ENEE 646 midterm project. Implementation of the Cortex-A53 memory system using a virtual memory simulator with a time scale to reveal the key steps such as instruction fetch, address generation and computation, tag searches in level 1and 2 caches, TLBs, page faults, and virtual to physical address translations.
For instruction fetches, a program counter (PC) should be used. It is incremented each count or it is updated by a branch instruction. The PC should be initialized to an address of a certain point of the program. A new pair of instructions are fetched for each new address in the PC. At random points in the time scale, the next instruction location should be randomly modified with the use of a branch instruction to generate instruction misses in various levels of the memory hierarchy. The simulation is carried out as a "virtual" fetch to avoid dealing with 32-bit physical addresses.
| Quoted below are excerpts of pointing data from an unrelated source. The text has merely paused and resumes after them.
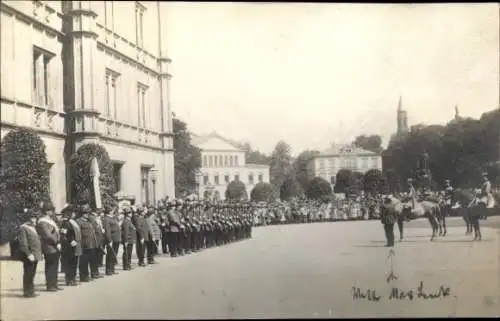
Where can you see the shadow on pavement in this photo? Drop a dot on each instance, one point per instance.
(463, 241)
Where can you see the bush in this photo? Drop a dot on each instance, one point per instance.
(24, 180)
(318, 189)
(236, 190)
(263, 192)
(82, 181)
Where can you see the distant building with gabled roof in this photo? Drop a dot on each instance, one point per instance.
(329, 162)
(223, 160)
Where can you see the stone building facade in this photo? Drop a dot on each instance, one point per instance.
(91, 71)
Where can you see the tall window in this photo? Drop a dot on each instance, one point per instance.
(141, 102)
(117, 176)
(111, 95)
(41, 77)
(145, 184)
(139, 24)
(51, 178)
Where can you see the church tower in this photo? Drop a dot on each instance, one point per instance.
(402, 119)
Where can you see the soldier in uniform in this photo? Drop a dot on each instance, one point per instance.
(51, 246)
(154, 235)
(71, 244)
(89, 241)
(142, 230)
(129, 238)
(30, 248)
(98, 252)
(112, 236)
(164, 228)
(388, 218)
(175, 229)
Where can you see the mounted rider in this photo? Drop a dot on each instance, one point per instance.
(486, 196)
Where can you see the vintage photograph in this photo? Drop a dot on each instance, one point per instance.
(240, 160)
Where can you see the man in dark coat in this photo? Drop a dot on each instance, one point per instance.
(89, 241)
(129, 238)
(98, 254)
(174, 225)
(388, 218)
(142, 230)
(112, 238)
(71, 244)
(30, 249)
(51, 246)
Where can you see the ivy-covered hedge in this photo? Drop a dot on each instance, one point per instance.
(82, 181)
(24, 179)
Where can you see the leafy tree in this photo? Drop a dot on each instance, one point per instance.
(24, 181)
(236, 191)
(263, 192)
(281, 164)
(300, 164)
(344, 181)
(187, 158)
(82, 184)
(357, 186)
(393, 182)
(318, 189)
(372, 143)
(459, 151)
(254, 156)
(375, 182)
(290, 188)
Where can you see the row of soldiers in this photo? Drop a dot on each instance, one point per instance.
(83, 240)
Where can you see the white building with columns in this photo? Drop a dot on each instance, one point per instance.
(223, 162)
(330, 161)
(91, 71)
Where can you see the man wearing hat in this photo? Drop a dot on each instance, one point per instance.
(51, 246)
(388, 218)
(89, 241)
(174, 224)
(30, 248)
(154, 234)
(142, 231)
(129, 238)
(112, 238)
(71, 244)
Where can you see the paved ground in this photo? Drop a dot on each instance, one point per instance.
(284, 272)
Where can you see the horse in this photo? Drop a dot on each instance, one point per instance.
(424, 208)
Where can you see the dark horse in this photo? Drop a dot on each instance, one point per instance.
(424, 208)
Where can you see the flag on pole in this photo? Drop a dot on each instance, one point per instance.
(94, 172)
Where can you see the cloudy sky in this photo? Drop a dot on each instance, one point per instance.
(313, 74)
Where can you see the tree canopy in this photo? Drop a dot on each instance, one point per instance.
(187, 158)
(237, 191)
(459, 151)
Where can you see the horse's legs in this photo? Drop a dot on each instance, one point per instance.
(443, 217)
(400, 222)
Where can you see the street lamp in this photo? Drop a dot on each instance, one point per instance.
(154, 176)
(198, 176)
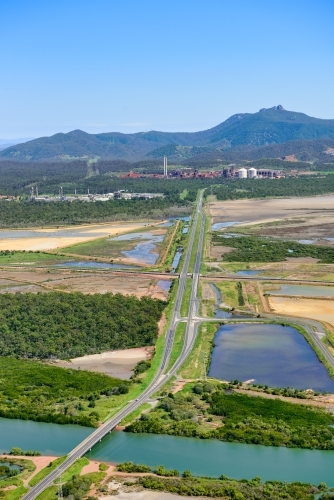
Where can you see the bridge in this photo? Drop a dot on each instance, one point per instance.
(193, 320)
(160, 377)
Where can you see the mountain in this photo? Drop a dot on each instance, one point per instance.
(245, 131)
(6, 143)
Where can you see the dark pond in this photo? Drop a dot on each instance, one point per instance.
(273, 355)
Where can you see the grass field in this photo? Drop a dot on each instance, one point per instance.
(44, 472)
(199, 358)
(177, 344)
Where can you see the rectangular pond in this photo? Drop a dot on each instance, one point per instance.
(304, 290)
(273, 355)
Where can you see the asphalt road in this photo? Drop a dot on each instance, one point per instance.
(160, 378)
(193, 321)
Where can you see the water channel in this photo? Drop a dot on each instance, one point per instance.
(203, 457)
(145, 251)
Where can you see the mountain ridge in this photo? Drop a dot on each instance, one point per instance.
(267, 127)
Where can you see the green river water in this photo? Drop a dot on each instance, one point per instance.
(202, 457)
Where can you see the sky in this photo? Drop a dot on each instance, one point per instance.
(171, 65)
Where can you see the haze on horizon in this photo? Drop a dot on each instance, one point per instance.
(183, 66)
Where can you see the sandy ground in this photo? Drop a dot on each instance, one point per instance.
(148, 495)
(322, 310)
(51, 239)
(12, 281)
(266, 210)
(119, 364)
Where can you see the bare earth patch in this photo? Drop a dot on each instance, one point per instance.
(322, 310)
(40, 463)
(119, 364)
(13, 281)
(51, 239)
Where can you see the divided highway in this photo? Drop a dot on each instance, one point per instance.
(160, 378)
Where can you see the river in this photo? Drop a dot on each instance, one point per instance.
(202, 457)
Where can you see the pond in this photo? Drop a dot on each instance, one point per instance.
(144, 252)
(303, 290)
(272, 355)
(49, 439)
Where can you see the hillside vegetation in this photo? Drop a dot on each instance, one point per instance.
(268, 126)
(67, 325)
(31, 390)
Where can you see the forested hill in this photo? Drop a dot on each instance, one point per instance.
(268, 126)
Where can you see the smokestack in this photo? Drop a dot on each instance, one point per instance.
(165, 166)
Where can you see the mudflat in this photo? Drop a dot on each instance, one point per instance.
(322, 310)
(53, 238)
(266, 210)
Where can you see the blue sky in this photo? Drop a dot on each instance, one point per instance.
(134, 65)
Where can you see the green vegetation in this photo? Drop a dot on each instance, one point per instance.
(16, 451)
(75, 468)
(207, 411)
(177, 344)
(35, 391)
(257, 249)
(49, 494)
(131, 467)
(11, 482)
(65, 325)
(186, 298)
(231, 489)
(195, 245)
(141, 367)
(241, 300)
(230, 293)
(237, 189)
(46, 471)
(195, 366)
(32, 213)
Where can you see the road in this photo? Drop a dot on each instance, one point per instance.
(193, 321)
(160, 378)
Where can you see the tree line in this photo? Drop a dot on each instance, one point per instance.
(66, 325)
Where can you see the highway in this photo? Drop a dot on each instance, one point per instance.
(160, 378)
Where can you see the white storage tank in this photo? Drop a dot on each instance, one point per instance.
(252, 172)
(242, 173)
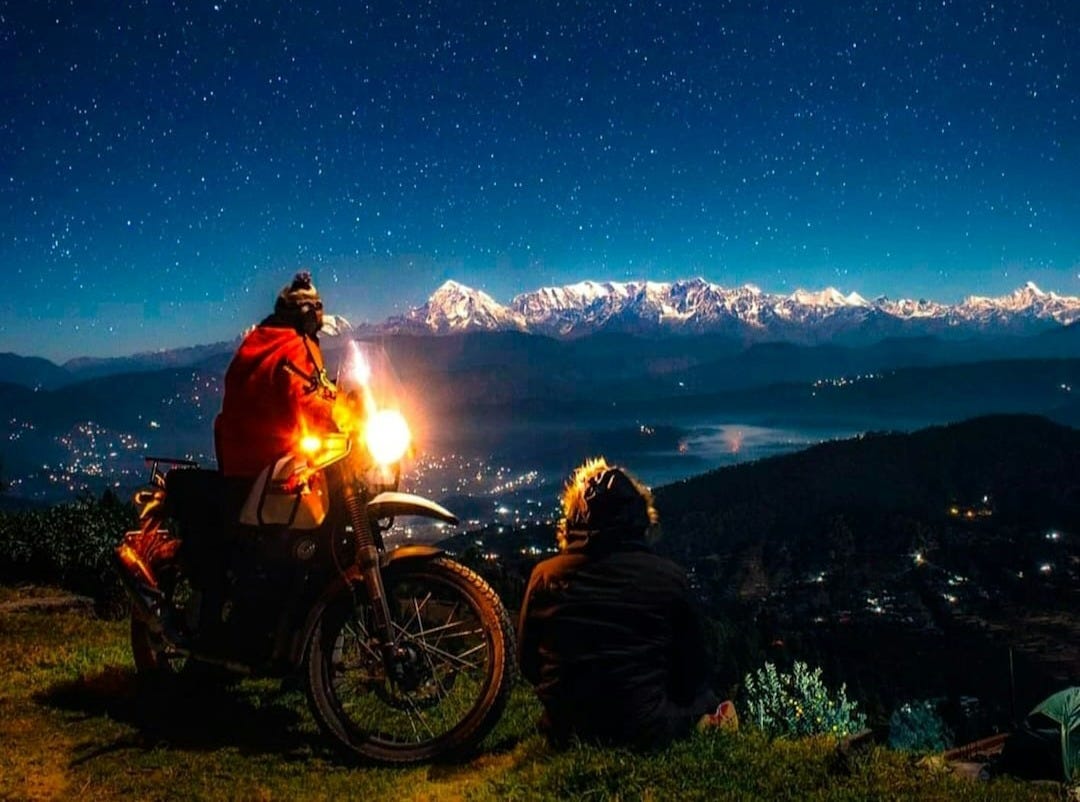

For operand fetches, up to 4 operands, each 64-bit long, may be loaded (stored) at a time from (into) L1 data cache into (from) a 32-register, 64-bit scratchpad over a 256-bit databus. Both the timing and reference addresses of load and store instructions should be randomized. As in instruction fetches, the actual process of loading or storing data in and out of the scratchpad registers need not be simulated. Cache hits and misses and page faults due to operand fetches are calculated.
The simulator is tested using “virtual programs”. Each instruction is represented by a 40-bit triple: (opcode, oprcount/bcondition, opraddress/brnaddress).
The cache search sequence is followed by the description in Hennessy's Computer Architecture.
The LRU structure is achieved by two arrays. Here the unified TLB is used as an example. Each block is associated with one example of a structure to store the TLB tag, page number corresponding to the TLB tag, and if there’s such data stored in the unit. Another array of the whole unified TLB unit is used to store the time stamp for recognition of the last used time of each block.